The American Kennel Club Museum of the Dog reopened in New York City on Friday, after spending decades on the outskirts of St. Louis.
Located on Bark, er, Park Avenue in midtown Manhattan, the museum's collection includes a terracotta dog paw print that dates back to the Roman empire, a dog-pulled cart from the Victorian era and an extensive array of canine fine art.
Painted pooches like Millie Bush, who belonged to former president George H. W. Bush, adorn the walls, showing just how prominent our beloved pets can be.
The museum incorporates modern touches, too. There are interactive kiosks for visitors to match their facial features to a dog breed; to swipe and learn about the AKC's 193 recognized breeds; and to practice dog training with a virtual puppy. Part of the museum space will also serve as a studio for American Kennel Club TV.
The backdrop of the museum is a library with the over 42,000 books for guests to learn more about different breeds or just canines in general.
Executive Director Alan Fausel, an art curator and appraiser, told the Associated Press that the museum hopes to give visitors "an understanding of the history of dogs, how they came to be in such different variety."
The museum originally opened in 1982 at the old AKC headquarters on Madison Ave. But due to limited space and inadequate financial support, the museum relocated to a mansion in St. Louis, according to a 1986 New York Times interview with a former museum spokeswoman.
Now the dog museum has found its way back home, reuniting with the AKC under one roof.
Brandi Hunter, the vice president of public relations and communications for the American Kennel Club, says the club hopes the move will boost museum attendance and put the collection back on the world stage.
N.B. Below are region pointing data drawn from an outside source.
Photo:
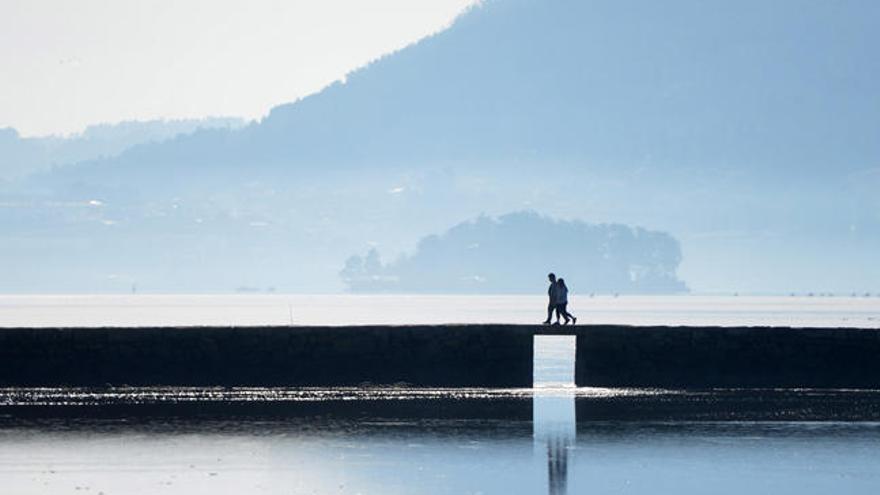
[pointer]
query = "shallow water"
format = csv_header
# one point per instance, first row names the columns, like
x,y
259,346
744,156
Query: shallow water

"We know how much New Yorkers love their dogs, and we're very excited to educate them more about their dogs and help them discover new dog breeds they've never heard of before," Hunter says.
One such new dog breed is the Nederlandse Kooikerhondje, she says, a small spaniel-type dog that visitors can learn more about on the museum's "Meet the Breeds" kiosk.
Overall, the museum collection boasts about 200 pieces that puts man's best friend on full display. But leave your good boys and girls home — the museum is for humans only. (Service animals are allowed inside.)